Dies ist der gebündelte Versuch einer Replik auf: Karl R. Popper, Das Elend des Historizismus, was eine Replik darstellte auf: Karl Marx, Das Elend der Philosophie, was eine Replik darstellte auf: Proudhon, Die Philosophie des Elends

22.10.2005

Wel­cher Art sind dialektische Wider­sprüche?

Die Rolle des Widerspruchs bei Hegel

Vor allem wäre erst einmal in einer gründlichen Unter­suchung nach­zu­weisen, welche Rolle Kontra­dik­tionen innerhalb der Methodologie Hegels spiele.
Vor allem:

Wel­cher Art sind dialektische Wider­sprüche?

Man muss sich hüten, Hegels Po­lemik gegen die formale Lo­gik zu wörtlich zu neh­men. Es ist anzunehmen, dass auch Hegels Dialektik prinzipiell nicht um eine Mi­ni­mallo­gik herumkommt. Nun hat Poppers Explikation der hegelschen Dialektik durch sein aussagen­lo­gisches Modell ja den Zweck scheinbar doch erfüllt, eine Kon­tradiktion nachzuwei­sen, indem sie einfach die aus­sagenlogische Kontradiktion als das Wesen der Dialektik postulierte. Zynischerweise könn­te man daher sagen, Popper habe damit sein Ziel des Nachweises der Irratio­nalität zu 100 % er­reicht. Offenbar kann sich Poppers Explikation auf gewisse Deklarationen Hegels und ei­niger dem nachfolgender Marxisten stützen, welche Dialektik und formale Logik ein­ander als un­ver­einbar (widersprüchlich?!) gegenüberstellen oder das Kontra­dik­tionsverbot aufheben wollen. Die­se De­klarationen sind aber wenig wert in Anbe­tracht der Unklarheit derjeni­gen, die da so spre­chen, ge­rade über das, wovon sie sprechen. Es wäre daher zur Verdeutlichung des gemein­ten Streitfalles immer auch die praktizierte Methodologie heranzuziehen. Meist sind diese De­klarationen nicht über mehr als ein Programm zu einer Logik hinausgekommen.
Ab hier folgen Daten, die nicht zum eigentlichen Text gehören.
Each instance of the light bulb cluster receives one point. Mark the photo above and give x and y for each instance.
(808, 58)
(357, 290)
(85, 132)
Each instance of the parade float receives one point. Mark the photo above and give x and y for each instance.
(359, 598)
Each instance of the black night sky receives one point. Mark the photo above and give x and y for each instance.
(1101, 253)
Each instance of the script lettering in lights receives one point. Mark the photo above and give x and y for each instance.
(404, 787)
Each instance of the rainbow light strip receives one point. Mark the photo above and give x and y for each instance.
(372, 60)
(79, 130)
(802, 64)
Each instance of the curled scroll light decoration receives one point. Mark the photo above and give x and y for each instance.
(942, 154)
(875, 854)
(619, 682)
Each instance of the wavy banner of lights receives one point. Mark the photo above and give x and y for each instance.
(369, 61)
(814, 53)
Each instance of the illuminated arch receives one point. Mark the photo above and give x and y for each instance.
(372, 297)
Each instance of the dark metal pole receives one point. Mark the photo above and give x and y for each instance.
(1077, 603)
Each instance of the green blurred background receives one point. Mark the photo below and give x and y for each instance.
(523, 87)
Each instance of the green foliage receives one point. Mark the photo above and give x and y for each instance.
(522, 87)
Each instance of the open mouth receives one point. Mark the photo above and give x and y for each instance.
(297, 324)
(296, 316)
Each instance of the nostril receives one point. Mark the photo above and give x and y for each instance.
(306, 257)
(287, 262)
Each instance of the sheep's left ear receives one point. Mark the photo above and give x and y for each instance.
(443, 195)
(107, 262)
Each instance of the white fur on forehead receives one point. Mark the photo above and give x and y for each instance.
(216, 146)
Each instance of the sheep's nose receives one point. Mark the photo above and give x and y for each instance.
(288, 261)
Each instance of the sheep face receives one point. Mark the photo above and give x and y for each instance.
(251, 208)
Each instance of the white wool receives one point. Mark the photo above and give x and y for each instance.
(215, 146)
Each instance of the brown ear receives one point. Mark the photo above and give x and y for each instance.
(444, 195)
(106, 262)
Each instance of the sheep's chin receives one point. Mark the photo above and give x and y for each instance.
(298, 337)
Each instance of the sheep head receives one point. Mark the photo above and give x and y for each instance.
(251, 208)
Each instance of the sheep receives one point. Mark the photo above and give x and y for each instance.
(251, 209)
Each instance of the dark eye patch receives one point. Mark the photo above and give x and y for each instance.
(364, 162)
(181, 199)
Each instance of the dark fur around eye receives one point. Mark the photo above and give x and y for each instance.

So zahlt Poppers Explikationsversuch ihren leichten Sieg damit, das in Frage ste­hende Pro­blem zu trivialisieren. Anscheinend ging es hierbei nicht mehr um Philo­sophie, sondern um Rhetorik, ge­mäß der Zielsetzung einer „Kampfinterpretation“: Wie stelle ich die gegnerische Position mög­lichst so dar, dass ihre Irrationalität so­fort in die Augen springt? Es ist daher gut das Argument der Verteidiger dialek­ti­schen Denkens nachzuvollziehen, dass eine derartige Formalisierung nicht schon den Gedanken dialektischer Methode erfasse. Man darf es sich je­denfalls nicht so leicht ma­chen und einfach Poppers Kritik folgen, Hegels Dialektik sei nichts als eine reine Immunisierungsstrategie. Denn Hegels dialektische Methode ist nicht nur äu­ßer­lich kritisierbar, sondern auch immanent widerlegbar, wie Marx in seiner „Kritik des He­gel­schen Staatsrechts“ ge­zeigt hat. Widerlegbar, indem man sie an Hegels Ansprüchen an sei­ne eigene Methode misst, und darüber hinaus zu­mindest noch widerlegbar durch die Konfron­ta­tion mit den Anforderungen einer Mi­nimallo­gik. Laut Kuhn arbeiten Wissenschaftler nach einem Paradigmawechsel, der stets als ein Gestaltwechsel aufgefasst werden müsse, in einer an­deren Welt (An­dersson 1988a:36f). Was ist dies aber anderes als eine moderne Formulierung der he­gelschen Subjekt-Objekt-Dialektik? Dem­zufolge sind auch die philosophi­schen Prä­mis­sen dieser Methode kritisierbar, aber freilich nur für einen Philoso­phen.

Die durch Dialektik aufgeworfene Problematik erstreckt sich zumindest auf fol­gen­de Gebiete der philosophischen Interpretation, bzw. Systematologie sowie der Rekonstruktion von Be­griffs­lo­gik und der davon betroffenen soziologischen Theo­rie­bildung:

Ist eine (evtl. Minimal-) Logik denkbar, welche auf das Kontradiktionsverbot ver­zichtet?

Wie vollzieht Hegel in seiner Begriffslogik den dialektischen Übergang zwischen seinen Ka­te­go­rien?

Worin besteht die antinomische Struktur philosophischer Systeme?

Inwieweit ist Marxens Dialektik im „Kapital“ materialistische Dialektik?